Much of the inspiration for this 'humanizing' of nature came not just from Nolde's own personal experience but also from the example set for him by Vincent Van Gogh. Like Van Gogh, Nolde always aimed to work swiftly and impulsively over the surface of the picture in order to give energy and life to his paintings and heighten their sense of emotional intensity. Nolde, like many of his contemporaries, was greatly suspicious of the rational element in art and elevated instinct above reason as being the most important source of creativity. 'In art I fight for unconscious creation', he wrote to his friend Hans Fehr, reiterating elsewhere that 'the quicker a painting is done, the better it is...When inspiration falters, even for a moment, barren reason leaps to the rescue, and then the work is ruined. If only I could catch it, I would pin reason against the wall and give it a good hiding.' (Emil Nodle cited in Max Sauerlandt ed., Emil Nolde Briefe aus den Jahren 1894-1926 Hamburg, 1967, p. 31)
On the island of Alsen it was the well-kept fisherman's cottages there, which had 'small, rich, beautifully kept gardens, surrounded by beech hedges and always abounding in flowers,' that inspired many of his finest and most adventurous paintings. For Nolde, flowers were a vivid example of the eternal cycle of birth, life and death in Nature. As a passage in his autobiography reveals, flowers were for him a beautiful product of creation and could be likened to a work of art in the sense that their life cycle was essentially the same. Both, he argued, were the products of natural forces and thereby subject to the same laws of creation and inevitable decay, 'shooting up, blooming, radiating, glowing, gladdening, drooping, wilting, and ultimately thrown away and dying. Our human destinies are by no means always so logical or so beautiful' (Emil Nolde. Jahre de Kämpfe 1902-1914, Berlin, 1934, p.228.).
Nolde's flower paintings communicate the artist's pantheist belief in nature and his love of all aspects of creation. In this respect they relate closely to his darker and more complex religious paintings, which Nolde insisted, demanded 'a particular attitude of mind' from the viewer.

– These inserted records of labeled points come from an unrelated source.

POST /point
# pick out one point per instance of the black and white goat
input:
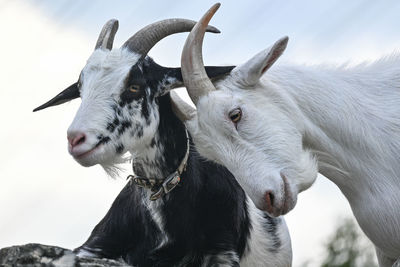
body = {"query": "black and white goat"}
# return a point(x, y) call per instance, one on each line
point(178, 209)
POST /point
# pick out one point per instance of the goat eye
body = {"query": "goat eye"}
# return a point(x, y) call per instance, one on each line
point(134, 88)
point(235, 115)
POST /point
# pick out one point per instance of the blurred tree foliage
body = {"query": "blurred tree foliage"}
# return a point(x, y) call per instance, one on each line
point(349, 247)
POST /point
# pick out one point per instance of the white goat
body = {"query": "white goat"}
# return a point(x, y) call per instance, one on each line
point(178, 209)
point(275, 130)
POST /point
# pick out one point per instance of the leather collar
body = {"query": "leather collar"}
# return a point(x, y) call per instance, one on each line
point(160, 187)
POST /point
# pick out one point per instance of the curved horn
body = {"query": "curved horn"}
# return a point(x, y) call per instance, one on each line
point(107, 34)
point(142, 41)
point(182, 110)
point(193, 72)
point(68, 94)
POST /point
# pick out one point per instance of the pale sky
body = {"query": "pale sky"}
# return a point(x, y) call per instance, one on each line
point(46, 197)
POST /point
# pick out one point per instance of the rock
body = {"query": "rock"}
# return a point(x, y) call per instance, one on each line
point(43, 255)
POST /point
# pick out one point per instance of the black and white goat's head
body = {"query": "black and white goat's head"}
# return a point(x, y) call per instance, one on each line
point(119, 89)
point(253, 134)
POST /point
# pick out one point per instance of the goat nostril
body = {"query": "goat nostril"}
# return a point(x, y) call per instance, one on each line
point(269, 197)
point(77, 140)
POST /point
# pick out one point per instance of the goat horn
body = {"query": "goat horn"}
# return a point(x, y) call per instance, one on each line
point(107, 34)
point(182, 110)
point(193, 72)
point(68, 94)
point(142, 41)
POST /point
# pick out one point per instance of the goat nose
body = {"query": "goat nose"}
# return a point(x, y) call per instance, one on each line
point(75, 139)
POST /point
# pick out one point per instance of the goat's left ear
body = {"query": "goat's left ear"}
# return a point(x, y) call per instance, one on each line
point(66, 95)
point(172, 77)
point(250, 72)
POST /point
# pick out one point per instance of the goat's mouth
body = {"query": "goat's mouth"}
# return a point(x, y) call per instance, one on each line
point(80, 154)
point(85, 154)
point(277, 206)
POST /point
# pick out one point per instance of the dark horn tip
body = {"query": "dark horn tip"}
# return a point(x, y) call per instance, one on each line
point(37, 109)
point(212, 29)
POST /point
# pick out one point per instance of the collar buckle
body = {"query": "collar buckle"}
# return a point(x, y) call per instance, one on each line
point(160, 188)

Depicting the radiant blooming colour of a variety of different flowers sprouting from the green undergrowth and seeming to scream the richness and vitality of their from the surface of the picture, Violette Blumen is an intense and heavily textured work that boldly asserts Nolde's love of and atavistic faith in the beneficial power of the garden.

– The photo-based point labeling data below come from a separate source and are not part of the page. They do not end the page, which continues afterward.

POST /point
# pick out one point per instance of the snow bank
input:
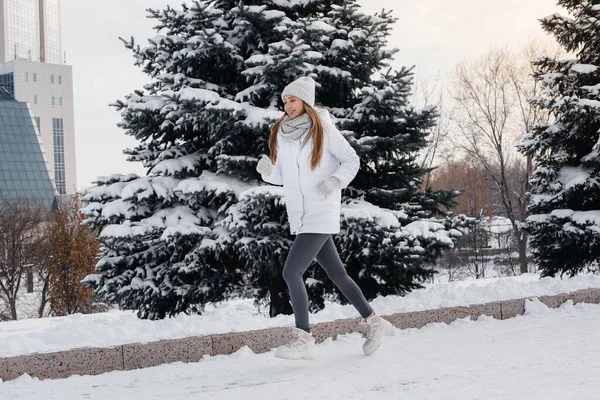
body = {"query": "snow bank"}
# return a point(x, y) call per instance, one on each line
point(121, 327)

In its stark contrast of rich reds and deep purples set against their chromatic opposites of pale greens and light yellows, this painting radiates with a full colour intensity. It is an intensity for which Nolde, in these early years received some criticism from people complaining that such paintings falsely exaggerated the colours of nature. Such criticism Nolde strongly rebuked as he discussed with Hans Fehr at this time. 'The beholder', he told his friend, 'will say about my flower paintings that the colours are exaggerated. That is not true. I once positioned my canvases amidst the flowers themselves and saw immediately how much they paled compared to nature. We have no idea how jaded our eyes have become' (Emil Nolde in conversation with Hans Fehr in 1908, cited in Hans Fehr, op cit, p. 56).